Hi this is Mad typing...

TERMINATE 5.0 CRACKING: PHASE TWO

Enclosed files: ter5key.asm (the generator)
                regist.lst  (terminate registration-routine listing)
                c.bat       (a small batch to compile source)
                TER5KEY.COM (executable generator)

AN INTRO NOTE
I could have used the Terminate 4.0 key i've got to trace program protection,
generated using the United Cracking Force prog. But cause this key appears
to be very strange, i preferred to start over without any clue.
When i say strange i mean: its length kept changing in every generation,
moreover it is fully filled with data. At first this scared me, cause i
thought Terminate protection was a real uncrackable one. This is why i decided
to figure out all of it on my own.
Now, that i got my generator, i ask me why UCF has used a so garbled prog...
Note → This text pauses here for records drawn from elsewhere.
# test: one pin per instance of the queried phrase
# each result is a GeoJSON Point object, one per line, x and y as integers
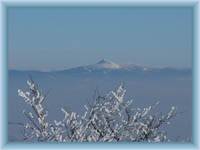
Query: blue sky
{"type": "Point", "coordinates": [54, 38]}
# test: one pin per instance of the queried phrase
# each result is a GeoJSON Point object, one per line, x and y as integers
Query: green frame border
{"type": "Point", "coordinates": [195, 102]}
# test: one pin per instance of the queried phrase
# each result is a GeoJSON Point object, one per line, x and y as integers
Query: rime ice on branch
{"type": "Point", "coordinates": [110, 118]}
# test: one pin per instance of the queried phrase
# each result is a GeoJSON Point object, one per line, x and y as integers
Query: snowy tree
{"type": "Point", "coordinates": [110, 118]}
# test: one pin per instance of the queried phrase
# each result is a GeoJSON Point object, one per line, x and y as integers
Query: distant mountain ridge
{"type": "Point", "coordinates": [106, 67]}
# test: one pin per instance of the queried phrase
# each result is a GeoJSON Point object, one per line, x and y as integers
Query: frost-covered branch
{"type": "Point", "coordinates": [110, 118]}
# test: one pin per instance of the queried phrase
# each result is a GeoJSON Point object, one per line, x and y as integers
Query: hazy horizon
{"type": "Point", "coordinates": [57, 38]}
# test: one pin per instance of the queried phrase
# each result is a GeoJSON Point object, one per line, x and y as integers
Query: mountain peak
{"type": "Point", "coordinates": [103, 63]}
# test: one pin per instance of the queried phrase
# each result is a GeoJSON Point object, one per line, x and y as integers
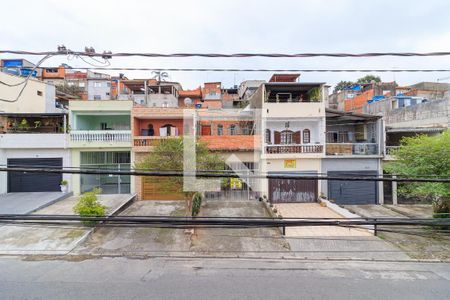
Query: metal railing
{"type": "Point", "coordinates": [294, 148]}
{"type": "Point", "coordinates": [352, 149]}
{"type": "Point", "coordinates": [390, 149]}
{"type": "Point", "coordinates": [100, 135]}
{"type": "Point", "coordinates": [149, 141]}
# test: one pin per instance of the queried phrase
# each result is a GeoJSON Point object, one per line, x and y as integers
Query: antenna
{"type": "Point", "coordinates": [188, 102]}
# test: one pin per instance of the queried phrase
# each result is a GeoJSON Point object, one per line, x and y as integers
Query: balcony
{"type": "Point", "coordinates": [388, 151]}
{"type": "Point", "coordinates": [102, 136]}
{"type": "Point", "coordinates": [345, 149]}
{"type": "Point", "coordinates": [296, 148]}
{"type": "Point", "coordinates": [145, 143]}
{"type": "Point", "coordinates": [33, 141]}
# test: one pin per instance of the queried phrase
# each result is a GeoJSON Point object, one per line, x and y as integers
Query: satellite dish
{"type": "Point", "coordinates": [188, 101]}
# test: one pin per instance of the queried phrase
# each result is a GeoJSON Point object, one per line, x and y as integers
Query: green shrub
{"type": "Point", "coordinates": [441, 209]}
{"type": "Point", "coordinates": [196, 203]}
{"type": "Point", "coordinates": [89, 206]}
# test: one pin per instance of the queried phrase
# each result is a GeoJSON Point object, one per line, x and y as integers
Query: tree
{"type": "Point", "coordinates": [341, 85]}
{"type": "Point", "coordinates": [167, 155]}
{"type": "Point", "coordinates": [369, 79]}
{"type": "Point", "coordinates": [424, 156]}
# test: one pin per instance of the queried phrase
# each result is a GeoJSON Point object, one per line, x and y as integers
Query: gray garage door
{"type": "Point", "coordinates": [353, 192]}
{"type": "Point", "coordinates": [34, 182]}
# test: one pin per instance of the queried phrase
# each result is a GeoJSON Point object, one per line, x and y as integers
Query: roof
{"type": "Point", "coordinates": [348, 115]}
{"type": "Point", "coordinates": [191, 93]}
{"type": "Point", "coordinates": [230, 142]}
{"type": "Point", "coordinates": [284, 77]}
{"type": "Point", "coordinates": [416, 129]}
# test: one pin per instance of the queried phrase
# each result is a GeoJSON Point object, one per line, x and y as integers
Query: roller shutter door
{"type": "Point", "coordinates": [34, 182]}
{"type": "Point", "coordinates": [353, 192]}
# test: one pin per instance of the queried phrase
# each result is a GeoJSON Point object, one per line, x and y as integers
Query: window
{"type": "Point", "coordinates": [286, 137]}
{"type": "Point", "coordinates": [268, 136]}
{"type": "Point", "coordinates": [233, 129]}
{"type": "Point", "coordinates": [306, 136]}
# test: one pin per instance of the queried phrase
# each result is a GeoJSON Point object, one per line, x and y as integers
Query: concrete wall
{"type": "Point", "coordinates": [293, 110]}
{"type": "Point", "coordinates": [33, 153]}
{"type": "Point", "coordinates": [103, 90]}
{"type": "Point", "coordinates": [37, 97]}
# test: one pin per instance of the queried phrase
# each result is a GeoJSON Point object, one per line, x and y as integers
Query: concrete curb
{"type": "Point", "coordinates": [345, 213]}
{"type": "Point", "coordinates": [274, 215]}
{"type": "Point", "coordinates": [62, 197]}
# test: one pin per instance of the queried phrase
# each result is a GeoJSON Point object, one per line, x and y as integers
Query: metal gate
{"type": "Point", "coordinates": [34, 182]}
{"type": "Point", "coordinates": [353, 192]}
{"type": "Point", "coordinates": [293, 190]}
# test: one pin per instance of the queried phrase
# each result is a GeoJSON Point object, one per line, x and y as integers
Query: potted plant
{"type": "Point", "coordinates": [64, 186]}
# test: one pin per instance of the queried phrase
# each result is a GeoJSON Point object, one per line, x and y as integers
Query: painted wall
{"type": "Point", "coordinates": [33, 153]}
{"type": "Point", "coordinates": [37, 97]}
{"type": "Point", "coordinates": [157, 123]}
{"type": "Point", "coordinates": [76, 162]}
{"type": "Point", "coordinates": [93, 122]}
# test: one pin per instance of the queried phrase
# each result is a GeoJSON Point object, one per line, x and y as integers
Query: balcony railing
{"type": "Point", "coordinates": [149, 141]}
{"type": "Point", "coordinates": [352, 149]}
{"type": "Point", "coordinates": [283, 149]}
{"type": "Point", "coordinates": [100, 135]}
{"type": "Point", "coordinates": [390, 149]}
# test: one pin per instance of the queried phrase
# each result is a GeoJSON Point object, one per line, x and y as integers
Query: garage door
{"type": "Point", "coordinates": [160, 188]}
{"type": "Point", "coordinates": [352, 192]}
{"type": "Point", "coordinates": [292, 190]}
{"type": "Point", "coordinates": [34, 182]}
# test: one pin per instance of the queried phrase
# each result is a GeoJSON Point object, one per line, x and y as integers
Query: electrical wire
{"type": "Point", "coordinates": [24, 82]}
{"type": "Point", "coordinates": [216, 175]}
{"type": "Point", "coordinates": [170, 69]}
{"type": "Point", "coordinates": [233, 55]}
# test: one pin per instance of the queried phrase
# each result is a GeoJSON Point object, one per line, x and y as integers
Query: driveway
{"type": "Point", "coordinates": [53, 239]}
{"type": "Point", "coordinates": [242, 242]}
{"type": "Point", "coordinates": [417, 242]}
{"type": "Point", "coordinates": [25, 203]}
{"type": "Point", "coordinates": [140, 241]}
{"type": "Point", "coordinates": [323, 242]}
{"type": "Point", "coordinates": [314, 210]}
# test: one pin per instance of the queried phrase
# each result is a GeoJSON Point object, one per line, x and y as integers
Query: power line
{"type": "Point", "coordinates": [217, 175]}
{"type": "Point", "coordinates": [246, 70]}
{"type": "Point", "coordinates": [233, 55]}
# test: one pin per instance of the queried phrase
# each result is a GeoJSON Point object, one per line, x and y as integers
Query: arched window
{"type": "Point", "coordinates": [306, 136]}
{"type": "Point", "coordinates": [233, 129]}
{"type": "Point", "coordinates": [286, 137]}
{"type": "Point", "coordinates": [268, 136]}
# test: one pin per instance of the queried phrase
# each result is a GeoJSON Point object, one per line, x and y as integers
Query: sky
{"type": "Point", "coordinates": [237, 26]}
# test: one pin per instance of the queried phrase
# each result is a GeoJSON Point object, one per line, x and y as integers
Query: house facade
{"type": "Point", "coordinates": [293, 126]}
{"type": "Point", "coordinates": [32, 134]}
{"type": "Point", "coordinates": [100, 138]}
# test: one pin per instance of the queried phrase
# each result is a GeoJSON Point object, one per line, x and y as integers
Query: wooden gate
{"type": "Point", "coordinates": [160, 188]}
{"type": "Point", "coordinates": [292, 190]}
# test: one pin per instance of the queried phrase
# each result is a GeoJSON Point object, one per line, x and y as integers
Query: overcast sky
{"type": "Point", "coordinates": [230, 26]}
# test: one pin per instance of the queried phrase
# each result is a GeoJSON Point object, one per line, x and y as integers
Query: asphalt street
{"type": "Point", "coordinates": [212, 278]}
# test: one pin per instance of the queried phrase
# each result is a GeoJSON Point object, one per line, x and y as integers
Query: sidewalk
{"type": "Point", "coordinates": [53, 239]}
{"type": "Point", "coordinates": [314, 210]}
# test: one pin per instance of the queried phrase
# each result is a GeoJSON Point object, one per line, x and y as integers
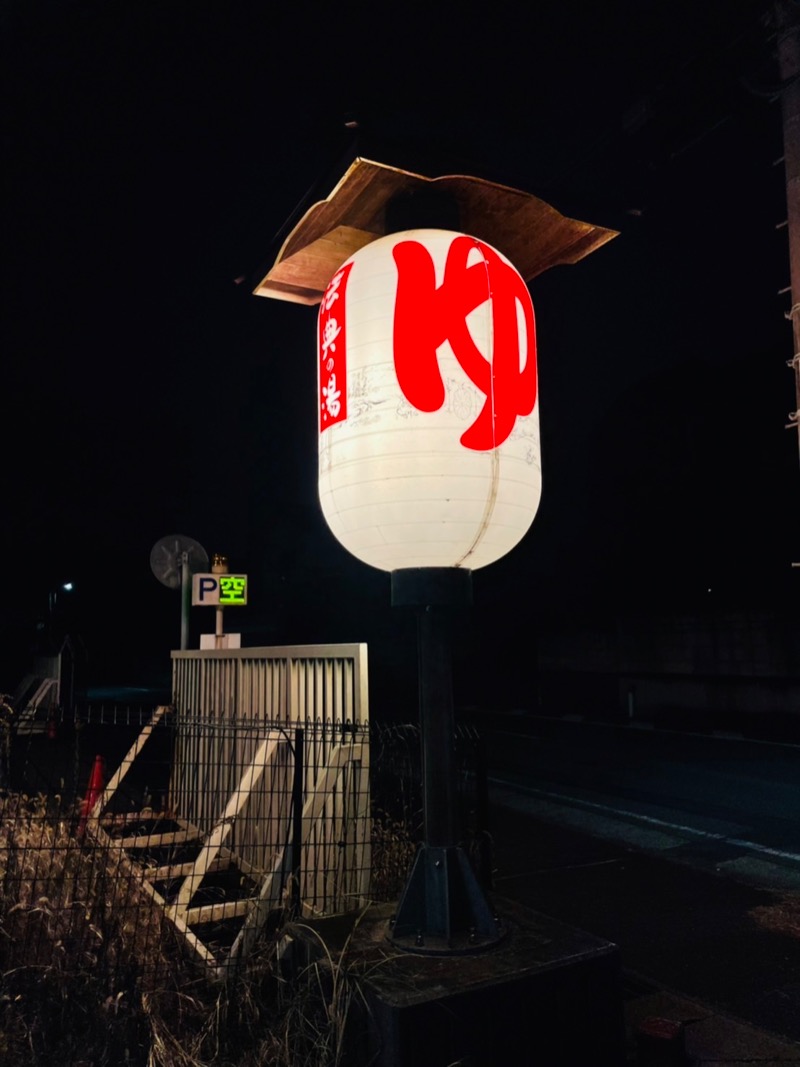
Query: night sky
{"type": "Point", "coordinates": [153, 154]}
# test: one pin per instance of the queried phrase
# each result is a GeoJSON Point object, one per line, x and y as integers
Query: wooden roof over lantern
{"type": "Point", "coordinates": [529, 232]}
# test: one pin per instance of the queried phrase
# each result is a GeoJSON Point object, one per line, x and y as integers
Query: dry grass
{"type": "Point", "coordinates": [91, 974]}
{"type": "Point", "coordinates": [780, 918]}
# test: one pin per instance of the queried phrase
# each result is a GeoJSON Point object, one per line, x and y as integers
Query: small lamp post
{"type": "Point", "coordinates": [429, 459]}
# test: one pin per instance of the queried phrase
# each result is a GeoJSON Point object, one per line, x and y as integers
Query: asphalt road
{"type": "Point", "coordinates": [726, 805]}
{"type": "Point", "coordinates": [680, 849]}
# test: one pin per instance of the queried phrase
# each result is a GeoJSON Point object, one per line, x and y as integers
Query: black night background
{"type": "Point", "coordinates": [152, 155]}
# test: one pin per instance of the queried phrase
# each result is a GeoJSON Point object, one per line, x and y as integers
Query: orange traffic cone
{"type": "Point", "coordinates": [96, 785]}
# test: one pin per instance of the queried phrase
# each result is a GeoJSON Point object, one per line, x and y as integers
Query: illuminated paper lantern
{"type": "Point", "coordinates": [429, 450]}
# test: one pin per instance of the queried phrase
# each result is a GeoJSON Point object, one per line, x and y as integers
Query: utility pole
{"type": "Point", "coordinates": [787, 25]}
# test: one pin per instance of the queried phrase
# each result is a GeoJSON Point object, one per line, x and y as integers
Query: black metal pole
{"type": "Point", "coordinates": [437, 726]}
{"type": "Point", "coordinates": [443, 909]}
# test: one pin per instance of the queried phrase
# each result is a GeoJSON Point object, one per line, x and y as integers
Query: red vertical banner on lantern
{"type": "Point", "coordinates": [333, 394]}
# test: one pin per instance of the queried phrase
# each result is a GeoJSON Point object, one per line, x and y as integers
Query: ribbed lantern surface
{"type": "Point", "coordinates": [429, 449]}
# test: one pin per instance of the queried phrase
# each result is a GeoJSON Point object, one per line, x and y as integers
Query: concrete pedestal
{"type": "Point", "coordinates": [547, 994]}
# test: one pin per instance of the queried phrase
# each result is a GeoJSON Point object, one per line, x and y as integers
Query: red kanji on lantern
{"type": "Point", "coordinates": [332, 351]}
{"type": "Point", "coordinates": [427, 315]}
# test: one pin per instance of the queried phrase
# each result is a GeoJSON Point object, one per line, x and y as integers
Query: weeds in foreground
{"type": "Point", "coordinates": [782, 917]}
{"type": "Point", "coordinates": [91, 974]}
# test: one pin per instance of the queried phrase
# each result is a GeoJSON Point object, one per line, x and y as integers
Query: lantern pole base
{"type": "Point", "coordinates": [443, 910]}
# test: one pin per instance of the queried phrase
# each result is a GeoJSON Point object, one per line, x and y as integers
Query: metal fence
{"type": "Point", "coordinates": [127, 838]}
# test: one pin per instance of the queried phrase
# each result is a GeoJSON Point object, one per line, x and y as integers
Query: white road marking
{"type": "Point", "coordinates": [639, 817]}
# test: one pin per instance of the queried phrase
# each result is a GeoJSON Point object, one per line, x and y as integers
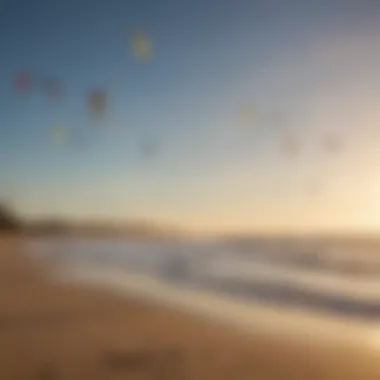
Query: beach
{"type": "Point", "coordinates": [66, 331]}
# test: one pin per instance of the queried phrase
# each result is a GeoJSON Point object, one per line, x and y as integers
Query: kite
{"type": "Point", "coordinates": [97, 102]}
{"type": "Point", "coordinates": [23, 81]}
{"type": "Point", "coordinates": [141, 46]}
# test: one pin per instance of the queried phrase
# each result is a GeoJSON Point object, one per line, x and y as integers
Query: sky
{"type": "Point", "coordinates": [306, 69]}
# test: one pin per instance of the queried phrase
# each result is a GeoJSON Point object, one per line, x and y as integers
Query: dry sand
{"type": "Point", "coordinates": [62, 332]}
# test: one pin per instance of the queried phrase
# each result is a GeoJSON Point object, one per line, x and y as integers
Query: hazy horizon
{"type": "Point", "coordinates": [171, 147]}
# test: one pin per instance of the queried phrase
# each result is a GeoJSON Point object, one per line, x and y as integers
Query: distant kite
{"type": "Point", "coordinates": [23, 81]}
{"type": "Point", "coordinates": [97, 102]}
{"type": "Point", "coordinates": [141, 46]}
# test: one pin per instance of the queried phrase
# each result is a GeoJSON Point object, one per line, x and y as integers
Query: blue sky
{"type": "Point", "coordinates": [313, 63]}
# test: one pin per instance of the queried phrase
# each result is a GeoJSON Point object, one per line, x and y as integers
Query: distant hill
{"type": "Point", "coordinates": [8, 219]}
{"type": "Point", "coordinates": [131, 229]}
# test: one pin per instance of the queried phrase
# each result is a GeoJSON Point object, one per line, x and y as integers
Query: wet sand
{"type": "Point", "coordinates": [51, 331]}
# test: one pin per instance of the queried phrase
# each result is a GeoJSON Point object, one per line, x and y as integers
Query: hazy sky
{"type": "Point", "coordinates": [308, 68]}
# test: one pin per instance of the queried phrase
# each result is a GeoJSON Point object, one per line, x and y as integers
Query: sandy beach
{"type": "Point", "coordinates": [52, 331]}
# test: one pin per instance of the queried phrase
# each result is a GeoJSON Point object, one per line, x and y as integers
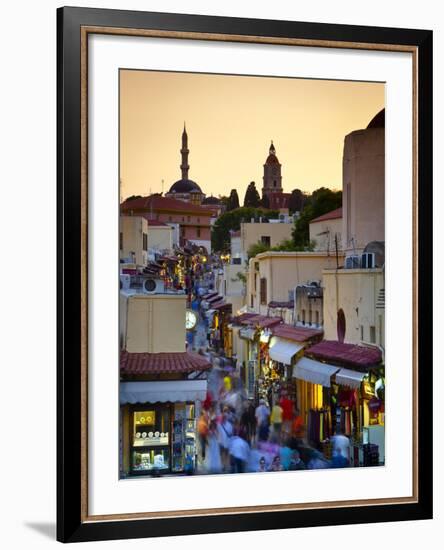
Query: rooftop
{"type": "Point", "coordinates": [161, 363]}
{"type": "Point", "coordinates": [298, 334]}
{"type": "Point", "coordinates": [332, 215]}
{"type": "Point", "coordinates": [261, 321]}
{"type": "Point", "coordinates": [157, 203]}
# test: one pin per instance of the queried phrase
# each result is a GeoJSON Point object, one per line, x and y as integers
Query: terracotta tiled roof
{"type": "Point", "coordinates": [298, 334]}
{"type": "Point", "coordinates": [262, 321]}
{"type": "Point", "coordinates": [333, 215]}
{"type": "Point", "coordinates": [156, 203]}
{"type": "Point", "coordinates": [280, 305]}
{"type": "Point", "coordinates": [244, 317]}
{"type": "Point", "coordinates": [154, 222]}
{"type": "Point", "coordinates": [157, 363]}
{"type": "Point", "coordinates": [221, 305]}
{"type": "Point", "coordinates": [349, 354]}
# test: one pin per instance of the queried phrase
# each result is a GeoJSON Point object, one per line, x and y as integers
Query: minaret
{"type": "Point", "coordinates": [184, 152]}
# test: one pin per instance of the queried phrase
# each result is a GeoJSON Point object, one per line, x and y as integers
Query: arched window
{"type": "Point", "coordinates": [341, 326]}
THE SECOND AND DECISIVE APPROACH...
At the end of my first approach i got a registered Terminate 5.0, with my
perfect data. But in my testing session i came upon the TerMail program,
that relies on a good terminat.key. This one could also be an old 4.0 version,
cause no version checking is done, but we have not legally obtained the one
we got (remember we are using the UCF generated one). So, this is time to
start our real cracking project, to obtain our personal key-generator !!!
If, trying to understand this, you'll get swamped, don't worry. All the work
you can read here was done in 15 days (about 130 hours), without counting time
spent in the first approach... This means that at the end you will know
the routine you are dwelling in very well. Moreover, i'll not explain how
i figured out the program working, cause that was only a tracing work.
This was the hard part, but cannot be reproduced here: you should only try
it on yourself (this depends on your intuition and luck, not anymore: it can
take you 5 hours, or a month...) You must be patient and well determined to
accomplish this part; probably this is where a good cracker will distinguish
himself from an occasional one. What i can give here is only an advice:
when tracing a large routine like this one, remember to keep your attack at
different levels. The protection routine is written using a high level
language, so you will probably find many calls not really involved with what
you are studying. This means you must at first study it without tracing into
sub-calls, just to avoid to get lost in code guts. When you'll be knowing
all of the main loop, understanding where all relevant jumps are, you can
study it on deeper range.

SOME NOTES:
- when you know where our routine is, you can get the first ten bytes out of
  it, and calculating its length, you are able to find it in terminat.exe.
  This is the process i used to obtain an IDA disassembly; i select bytes
  belonging to our routine using HexWorkshop, then i saved them in a
  routine.bin file.  This will be easily (and speedily) disassembled by IDA.
  (Obviously IDA cannot understand the EXE relocation, cause we have stripped
  it, but we are working on this dead listing only for the educative part,
  so we just know enough of the code to understand the hell out of it)
- i think Terminate has too many back-doors:
  even if the key-file based protection is in some way the most advanced
  i've ever seen (for encryption and CRC code) contains many points where
  you can patch the code if you cannot understand its inner meaning.
- the routine is rather long, and you'll get in a real mess if you try to
  understand all of it. This is particularly due to the fact we have many
  fake calls (generated by the high level compiler) that are of no
  importance for the protection.
- when terminat.exe finds a good key and do its own inner checks, don't find
  any patch i've tried. So the auto CRC checking routine is in some way weak.
- if you want obtain a dead listing of decryption/CRC checking (but not the
  version 4.0 check) you can disassemble the INSTALL.EXE program from the
  original zip file. This reads a key if it finds one, and do some checks on
  it. Install.exe is a small exe, so easy to be disassembled (it is packed
  with LZexe 91, unpacked by UNP or another unpacker...)
- Terminate do some strange byte checking on the key-file, to see if it finds
  particular bytes in some location. Some of these bytes produces very
  interesting messages (like the version 4.0 illegal key), but all went ok
  if you don't mind of them and set all the key-file equal to 00. However,
  this can lead to a problem: if some of these bytes must be there, i have
  ignored them, and in a future version this could reject my key...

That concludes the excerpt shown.